Volvió Leonor a abandonar por ese lado la conversación, porque le ocurría la pregunta escabrosa que explicase la causa de que hablaban: «¿Entonces, está usted enamorado de otra?».
Pero ella no preguntó eso, sino que, como lo había hecho un momento antes, hizo lo que podría llamarse una vuelta.
-Anoche -dijo al joven- estuve algo terca con usted.
-Mucho he estudiado, señorita -dijo Rivas con tristeza-, el modo de no desagradar a usted cuando tengo el honor de hablarla, y confieso que he sido casi siempre desgraciado.
-¡Se ha fijado usted en esto! -dijo con estudiada admiración la niña.
-Son incidentes de mucha importancia para mí, señorita -contestó con voz conmovida Martín.
El prendedor de camafeo volvió a mecerse como el esquife sobre las olas.

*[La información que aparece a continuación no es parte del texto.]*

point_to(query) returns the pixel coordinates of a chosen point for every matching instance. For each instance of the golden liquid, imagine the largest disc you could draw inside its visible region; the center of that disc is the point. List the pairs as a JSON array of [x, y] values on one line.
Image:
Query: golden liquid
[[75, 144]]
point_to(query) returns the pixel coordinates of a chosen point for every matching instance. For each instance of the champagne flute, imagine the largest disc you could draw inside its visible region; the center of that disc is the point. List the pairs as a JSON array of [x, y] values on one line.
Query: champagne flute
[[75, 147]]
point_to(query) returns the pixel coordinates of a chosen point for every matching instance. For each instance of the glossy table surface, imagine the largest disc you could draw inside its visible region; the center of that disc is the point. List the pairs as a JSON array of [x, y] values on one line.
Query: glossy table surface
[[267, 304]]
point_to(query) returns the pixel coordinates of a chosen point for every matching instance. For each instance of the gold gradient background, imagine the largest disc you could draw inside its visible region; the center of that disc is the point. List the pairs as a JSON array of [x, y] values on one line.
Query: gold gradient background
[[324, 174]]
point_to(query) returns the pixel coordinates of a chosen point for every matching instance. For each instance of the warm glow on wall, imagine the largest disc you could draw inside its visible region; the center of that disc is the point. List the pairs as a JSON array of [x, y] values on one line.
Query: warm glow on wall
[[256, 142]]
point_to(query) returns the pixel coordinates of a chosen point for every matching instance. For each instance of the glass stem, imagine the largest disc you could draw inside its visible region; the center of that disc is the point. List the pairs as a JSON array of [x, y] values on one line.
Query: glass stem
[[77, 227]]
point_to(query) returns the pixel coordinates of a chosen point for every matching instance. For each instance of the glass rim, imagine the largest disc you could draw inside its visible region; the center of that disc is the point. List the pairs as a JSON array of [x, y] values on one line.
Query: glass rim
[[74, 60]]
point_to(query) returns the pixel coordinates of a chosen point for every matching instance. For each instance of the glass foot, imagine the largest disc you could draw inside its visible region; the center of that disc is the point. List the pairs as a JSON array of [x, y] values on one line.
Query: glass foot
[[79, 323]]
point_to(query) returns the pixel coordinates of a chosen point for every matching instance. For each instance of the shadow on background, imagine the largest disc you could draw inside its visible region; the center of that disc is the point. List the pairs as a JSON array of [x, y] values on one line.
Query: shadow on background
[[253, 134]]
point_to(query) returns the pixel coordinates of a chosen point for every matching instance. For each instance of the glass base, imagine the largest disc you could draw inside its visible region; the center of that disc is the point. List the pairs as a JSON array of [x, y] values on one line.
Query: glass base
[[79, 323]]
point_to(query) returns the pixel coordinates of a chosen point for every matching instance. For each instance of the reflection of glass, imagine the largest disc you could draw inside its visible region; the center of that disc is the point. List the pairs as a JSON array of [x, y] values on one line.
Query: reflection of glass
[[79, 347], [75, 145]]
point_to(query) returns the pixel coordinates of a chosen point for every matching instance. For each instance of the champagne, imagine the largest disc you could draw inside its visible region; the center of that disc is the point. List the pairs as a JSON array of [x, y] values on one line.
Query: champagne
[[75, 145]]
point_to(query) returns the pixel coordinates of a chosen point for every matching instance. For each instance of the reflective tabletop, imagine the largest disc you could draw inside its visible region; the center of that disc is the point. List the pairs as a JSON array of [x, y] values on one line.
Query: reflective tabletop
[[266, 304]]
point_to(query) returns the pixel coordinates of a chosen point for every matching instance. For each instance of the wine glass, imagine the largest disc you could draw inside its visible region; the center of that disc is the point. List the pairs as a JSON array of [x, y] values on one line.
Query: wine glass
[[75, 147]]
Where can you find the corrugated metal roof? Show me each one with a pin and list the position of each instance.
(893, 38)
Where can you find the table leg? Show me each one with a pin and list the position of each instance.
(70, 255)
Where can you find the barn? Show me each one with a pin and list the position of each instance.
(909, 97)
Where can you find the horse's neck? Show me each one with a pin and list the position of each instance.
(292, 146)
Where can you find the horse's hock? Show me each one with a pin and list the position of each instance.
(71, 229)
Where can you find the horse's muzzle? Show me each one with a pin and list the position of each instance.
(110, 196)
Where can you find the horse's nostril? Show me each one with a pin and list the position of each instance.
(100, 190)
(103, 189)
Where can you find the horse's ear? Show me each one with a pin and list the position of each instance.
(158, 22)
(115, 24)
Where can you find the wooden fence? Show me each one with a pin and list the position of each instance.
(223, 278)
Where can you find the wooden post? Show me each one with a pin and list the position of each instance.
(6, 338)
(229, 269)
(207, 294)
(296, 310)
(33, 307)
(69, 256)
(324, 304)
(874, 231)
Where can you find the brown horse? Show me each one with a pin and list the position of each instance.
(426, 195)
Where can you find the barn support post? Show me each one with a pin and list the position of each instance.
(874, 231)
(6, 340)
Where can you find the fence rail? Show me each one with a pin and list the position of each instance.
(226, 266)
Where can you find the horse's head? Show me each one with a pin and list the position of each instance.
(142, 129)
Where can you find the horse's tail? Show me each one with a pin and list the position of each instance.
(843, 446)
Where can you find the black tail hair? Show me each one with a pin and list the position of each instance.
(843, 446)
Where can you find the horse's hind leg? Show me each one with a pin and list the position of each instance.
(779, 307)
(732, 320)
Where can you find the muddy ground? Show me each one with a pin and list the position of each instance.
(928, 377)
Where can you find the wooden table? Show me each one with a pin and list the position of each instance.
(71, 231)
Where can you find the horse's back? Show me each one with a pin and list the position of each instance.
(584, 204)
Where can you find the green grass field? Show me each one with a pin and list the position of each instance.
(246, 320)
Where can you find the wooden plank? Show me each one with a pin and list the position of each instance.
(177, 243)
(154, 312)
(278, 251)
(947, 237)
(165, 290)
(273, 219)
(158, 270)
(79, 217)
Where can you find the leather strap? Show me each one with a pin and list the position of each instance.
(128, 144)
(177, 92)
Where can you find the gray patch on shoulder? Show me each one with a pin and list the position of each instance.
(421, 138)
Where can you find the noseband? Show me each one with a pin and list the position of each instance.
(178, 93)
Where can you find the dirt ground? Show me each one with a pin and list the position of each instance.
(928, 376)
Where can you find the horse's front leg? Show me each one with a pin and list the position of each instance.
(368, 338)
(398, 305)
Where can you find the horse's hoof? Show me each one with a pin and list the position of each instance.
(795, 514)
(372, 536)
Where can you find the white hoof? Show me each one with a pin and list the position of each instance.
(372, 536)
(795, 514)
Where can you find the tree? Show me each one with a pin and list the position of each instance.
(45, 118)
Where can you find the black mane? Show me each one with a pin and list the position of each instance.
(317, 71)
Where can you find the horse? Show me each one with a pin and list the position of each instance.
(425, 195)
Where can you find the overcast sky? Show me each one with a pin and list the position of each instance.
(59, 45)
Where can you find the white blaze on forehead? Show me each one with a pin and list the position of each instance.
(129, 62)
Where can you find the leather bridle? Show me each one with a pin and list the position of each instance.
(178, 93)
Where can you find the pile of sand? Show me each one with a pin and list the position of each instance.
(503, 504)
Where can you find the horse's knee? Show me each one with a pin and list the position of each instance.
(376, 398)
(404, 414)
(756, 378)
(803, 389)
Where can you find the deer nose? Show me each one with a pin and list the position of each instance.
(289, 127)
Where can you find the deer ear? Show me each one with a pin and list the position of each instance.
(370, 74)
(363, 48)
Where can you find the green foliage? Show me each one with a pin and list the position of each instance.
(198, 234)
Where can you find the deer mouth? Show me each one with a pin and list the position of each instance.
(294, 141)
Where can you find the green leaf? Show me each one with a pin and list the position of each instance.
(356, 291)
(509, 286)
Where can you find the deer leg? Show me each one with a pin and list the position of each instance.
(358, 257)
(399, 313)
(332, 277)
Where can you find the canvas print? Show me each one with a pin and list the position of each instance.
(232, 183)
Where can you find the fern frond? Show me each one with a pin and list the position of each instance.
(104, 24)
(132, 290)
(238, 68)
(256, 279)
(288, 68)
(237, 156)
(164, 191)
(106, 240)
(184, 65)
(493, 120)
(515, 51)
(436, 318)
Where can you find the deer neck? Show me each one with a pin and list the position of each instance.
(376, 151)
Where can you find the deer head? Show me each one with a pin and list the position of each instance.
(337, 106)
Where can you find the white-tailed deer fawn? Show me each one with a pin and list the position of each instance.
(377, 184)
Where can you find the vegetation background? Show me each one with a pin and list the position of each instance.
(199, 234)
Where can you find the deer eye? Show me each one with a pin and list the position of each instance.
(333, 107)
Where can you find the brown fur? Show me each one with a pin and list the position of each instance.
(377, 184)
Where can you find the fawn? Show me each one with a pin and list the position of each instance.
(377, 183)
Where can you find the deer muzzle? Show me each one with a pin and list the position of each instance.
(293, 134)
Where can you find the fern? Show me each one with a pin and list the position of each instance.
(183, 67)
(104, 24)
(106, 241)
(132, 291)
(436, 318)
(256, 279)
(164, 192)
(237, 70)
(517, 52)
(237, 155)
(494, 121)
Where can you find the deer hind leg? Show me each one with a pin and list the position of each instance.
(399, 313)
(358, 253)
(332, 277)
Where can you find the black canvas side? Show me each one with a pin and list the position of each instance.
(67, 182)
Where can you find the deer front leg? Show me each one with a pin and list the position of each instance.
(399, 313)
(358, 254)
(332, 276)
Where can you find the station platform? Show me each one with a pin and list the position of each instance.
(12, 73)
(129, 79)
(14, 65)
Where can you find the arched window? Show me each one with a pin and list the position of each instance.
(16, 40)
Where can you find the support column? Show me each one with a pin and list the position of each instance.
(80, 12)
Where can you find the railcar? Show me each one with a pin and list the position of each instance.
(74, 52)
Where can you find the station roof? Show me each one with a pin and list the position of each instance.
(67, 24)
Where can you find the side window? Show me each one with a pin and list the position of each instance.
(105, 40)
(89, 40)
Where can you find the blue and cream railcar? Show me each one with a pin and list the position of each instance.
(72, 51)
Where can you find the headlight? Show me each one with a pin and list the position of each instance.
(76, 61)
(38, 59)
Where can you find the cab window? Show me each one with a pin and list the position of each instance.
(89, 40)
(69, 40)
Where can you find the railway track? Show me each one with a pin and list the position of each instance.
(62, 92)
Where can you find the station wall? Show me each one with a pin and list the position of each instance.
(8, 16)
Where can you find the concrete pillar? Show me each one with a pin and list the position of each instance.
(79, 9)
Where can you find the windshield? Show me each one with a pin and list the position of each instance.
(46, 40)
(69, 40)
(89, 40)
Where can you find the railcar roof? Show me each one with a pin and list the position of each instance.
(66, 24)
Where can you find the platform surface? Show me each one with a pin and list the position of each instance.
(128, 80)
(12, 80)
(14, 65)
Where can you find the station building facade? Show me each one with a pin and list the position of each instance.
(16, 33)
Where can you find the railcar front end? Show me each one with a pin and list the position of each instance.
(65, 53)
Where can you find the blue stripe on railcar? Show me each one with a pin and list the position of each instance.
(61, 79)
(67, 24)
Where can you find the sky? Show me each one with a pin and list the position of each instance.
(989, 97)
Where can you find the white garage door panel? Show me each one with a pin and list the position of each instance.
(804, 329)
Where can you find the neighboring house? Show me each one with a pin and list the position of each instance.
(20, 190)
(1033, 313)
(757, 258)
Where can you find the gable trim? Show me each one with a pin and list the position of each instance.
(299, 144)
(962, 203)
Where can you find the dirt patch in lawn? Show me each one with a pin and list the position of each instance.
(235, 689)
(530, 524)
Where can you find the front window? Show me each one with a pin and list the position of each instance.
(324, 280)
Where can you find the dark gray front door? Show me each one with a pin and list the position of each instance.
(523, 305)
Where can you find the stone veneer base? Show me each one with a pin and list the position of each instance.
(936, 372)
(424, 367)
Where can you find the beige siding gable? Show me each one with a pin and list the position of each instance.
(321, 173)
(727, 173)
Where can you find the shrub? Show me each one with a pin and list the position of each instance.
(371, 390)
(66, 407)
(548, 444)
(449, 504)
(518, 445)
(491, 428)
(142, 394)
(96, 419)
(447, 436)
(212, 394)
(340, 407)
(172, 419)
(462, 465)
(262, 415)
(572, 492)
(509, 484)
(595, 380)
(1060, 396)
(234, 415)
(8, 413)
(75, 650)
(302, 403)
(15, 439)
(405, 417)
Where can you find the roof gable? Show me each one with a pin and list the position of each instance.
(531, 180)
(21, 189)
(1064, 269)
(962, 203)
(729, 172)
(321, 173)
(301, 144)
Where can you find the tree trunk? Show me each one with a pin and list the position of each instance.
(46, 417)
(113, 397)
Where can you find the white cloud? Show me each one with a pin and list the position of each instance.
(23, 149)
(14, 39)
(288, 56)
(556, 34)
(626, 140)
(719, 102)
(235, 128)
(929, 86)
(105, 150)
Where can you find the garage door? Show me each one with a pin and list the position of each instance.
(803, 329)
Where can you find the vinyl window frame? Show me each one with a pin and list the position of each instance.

Al mismo tiempo, Leonor se turbó en una nota del vals que sabía de memoria y clavó los ojos en el papel de música que tenía a la vista.
-Tiene usted la memoria demasiado feliz -dijo después de repetir varias veces la nota en que había tropezado.
-No es la memoria, señorita, es el constante temor de desagradarla.
-¡Por Dios!, ¿me cree usted muy de mal genio? -exclamó Leonor aparentando sorpresa para ocultar su turbación.
-Sólo desconfío de mí, señorita.
-Le repetiré lo que creo haberle dicho antes, no veo motivos para esa desconfianza. Si realmente me hubiese desagradado, ¿no evitaría toda conversación con usted?
Estas palabras fueron acompañadas con los últimos golpes del vals, que Leonor tocó antes que les hubiese llegado su turno. Sus manos temblaban al cerrar el piano, y sin decir nada más se acercó a la mesa junto a la cual Agustín seguía hojeando el libro.
Más turbado que ella, permanecía Martín en el mismo punto que ocupaba durante la conversación. Parecióle que un rayo de luz había iluminado de súbito su mente para dejarle en la más completa oscuridad después. Al interpretar en pro de su amor las sencillas palabras que acababa de oír, su corazón se oprimió espantado como en presencia de un abismo y tuvo vergüenza de su tenacidad. ¡Ella estaba allí, majestuosa y altanera como siempre, hermosa hasta el idealismo, rica, admirada de todos!
«¡Qué locura!», se dijo con frío en el pecho, oprimido por los violentos embates de su corazón.
Agustín se acercó a Leonor.
-Espero que Martín te habrá convencido, hermanita -le dijo estrechando cariñosamente con ambas manos la cintura de la niña.
-¿De qué? -preguntó Leonor, poniéndose encarnada.
Parece que aquella pregunta coincidía de una manera casual con lo que en ese momento la preocupaba.
-De que fue imposible resistir y tuvimos que descender del caballo -repuso Agustín.
-Ah, sí, enteramente -contestó la niña saliendo del salón.
-Me alegro -dijo Agustín a Rivas-. Ella convencerá a papá y nos arreglaremos del todo con él.